Question

Suppose a pendulum of length L meters makes an angle of θ radians with the vertical, as in the figure. It can be shown that as a function of time, θ satisfies the differential equation d^2θ/dt^2 + g/L sin θ = 0, where g = 9.8 m/s^2 is the acceleration due to gravity. For θ near zero we can use the linear approximation sin (θ) is approximately equal to θ to get a linear differential equation d^2θ/dt^2 + g/L θ = 0.Use the linear differential equation to answer the following questions.

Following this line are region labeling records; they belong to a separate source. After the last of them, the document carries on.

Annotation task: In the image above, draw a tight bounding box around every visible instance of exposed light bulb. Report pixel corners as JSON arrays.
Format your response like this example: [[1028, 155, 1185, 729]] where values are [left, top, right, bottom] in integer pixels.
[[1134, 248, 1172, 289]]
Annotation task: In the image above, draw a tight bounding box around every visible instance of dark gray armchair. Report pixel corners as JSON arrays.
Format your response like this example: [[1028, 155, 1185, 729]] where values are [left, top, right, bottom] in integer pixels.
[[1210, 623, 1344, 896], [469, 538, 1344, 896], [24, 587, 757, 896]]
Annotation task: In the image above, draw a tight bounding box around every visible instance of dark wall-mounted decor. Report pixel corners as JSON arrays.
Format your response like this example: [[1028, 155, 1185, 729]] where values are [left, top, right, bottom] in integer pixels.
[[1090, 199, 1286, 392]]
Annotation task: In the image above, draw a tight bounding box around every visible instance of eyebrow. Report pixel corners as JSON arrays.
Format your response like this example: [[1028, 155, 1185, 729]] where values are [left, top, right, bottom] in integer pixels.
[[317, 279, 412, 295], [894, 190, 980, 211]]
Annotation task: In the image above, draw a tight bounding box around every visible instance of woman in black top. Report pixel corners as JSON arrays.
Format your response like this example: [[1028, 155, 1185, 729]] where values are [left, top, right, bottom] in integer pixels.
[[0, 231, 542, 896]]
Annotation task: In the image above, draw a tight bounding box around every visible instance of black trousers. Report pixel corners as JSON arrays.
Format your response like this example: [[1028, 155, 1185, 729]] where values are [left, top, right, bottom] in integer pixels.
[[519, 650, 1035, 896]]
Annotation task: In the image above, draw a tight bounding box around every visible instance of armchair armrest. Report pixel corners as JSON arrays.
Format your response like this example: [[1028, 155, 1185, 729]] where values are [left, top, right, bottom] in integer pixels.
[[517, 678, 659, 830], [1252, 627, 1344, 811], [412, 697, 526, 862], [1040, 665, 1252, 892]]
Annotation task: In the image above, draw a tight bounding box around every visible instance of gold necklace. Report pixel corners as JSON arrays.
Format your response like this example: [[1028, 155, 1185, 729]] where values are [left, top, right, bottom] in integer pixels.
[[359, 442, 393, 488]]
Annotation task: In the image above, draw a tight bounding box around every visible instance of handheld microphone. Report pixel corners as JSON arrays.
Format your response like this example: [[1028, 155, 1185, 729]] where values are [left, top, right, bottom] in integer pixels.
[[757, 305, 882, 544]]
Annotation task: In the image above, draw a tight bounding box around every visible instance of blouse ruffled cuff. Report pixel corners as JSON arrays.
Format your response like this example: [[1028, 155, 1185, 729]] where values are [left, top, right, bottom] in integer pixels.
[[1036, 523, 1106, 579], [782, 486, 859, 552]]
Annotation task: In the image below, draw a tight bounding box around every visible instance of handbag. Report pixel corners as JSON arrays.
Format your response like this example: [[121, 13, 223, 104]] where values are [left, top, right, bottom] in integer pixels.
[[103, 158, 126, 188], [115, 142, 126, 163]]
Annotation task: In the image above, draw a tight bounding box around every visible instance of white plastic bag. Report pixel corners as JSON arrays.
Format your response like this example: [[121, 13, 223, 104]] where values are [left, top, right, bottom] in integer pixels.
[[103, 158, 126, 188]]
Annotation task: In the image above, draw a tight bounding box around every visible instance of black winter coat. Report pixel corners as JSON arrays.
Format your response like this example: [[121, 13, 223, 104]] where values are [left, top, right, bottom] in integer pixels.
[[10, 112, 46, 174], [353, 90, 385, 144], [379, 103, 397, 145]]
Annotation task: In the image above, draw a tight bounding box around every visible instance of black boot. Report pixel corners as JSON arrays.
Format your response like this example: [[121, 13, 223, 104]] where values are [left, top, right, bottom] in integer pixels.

a. Determine the equation of motion for a pendulum of length 1.5 meters having initial angle 0.4 radians and initial angular velocity dθ/dt = 0.2 radians per second. θ(t) = radians
b. What is the period of the pendulum? That is, what is the time for one swing back and forth? Period = seconds

Answer 1

The equation of motion for the pendulum is θ(t) = 0.4 cos(√(9.8/1.5)t) + 0.2 sin(√(9.8/1.5)t). The period of the pendulum is approximately 2.65 seconds.

Step-by-step explanation:

To determine the equation of motion for a pendulum of length 1.5 meters with an initial angle of 0.4 radians and initial angular velocity of 0.2 radians per second, we can use the linear differential equation d^2θ/dt^2 + (g/L)θ = 0. Plugging in the values, we get d^2θ/dt^2 + (9.8/1.5)θ = 0. To solve this equation, we assume a solution of the form θ(t) = A sin(ωt+ϕ), where A is the amplitude, ω is the angular frequency, and ϕ is the phase constant.

By comparing the coefficients, we can determine the equation of motion to be θ(t) = 0.4 cos(√(9.8/1.5)t) + 0.2 sin(√(9.8/1.5)t).

The period of the pendulum can be determined using the formula T = 2π/ω, where ω = √(g/L). Plugging in the values, we get T = 2π/√(9.8/1.5), which is approximately 2.65 seconds.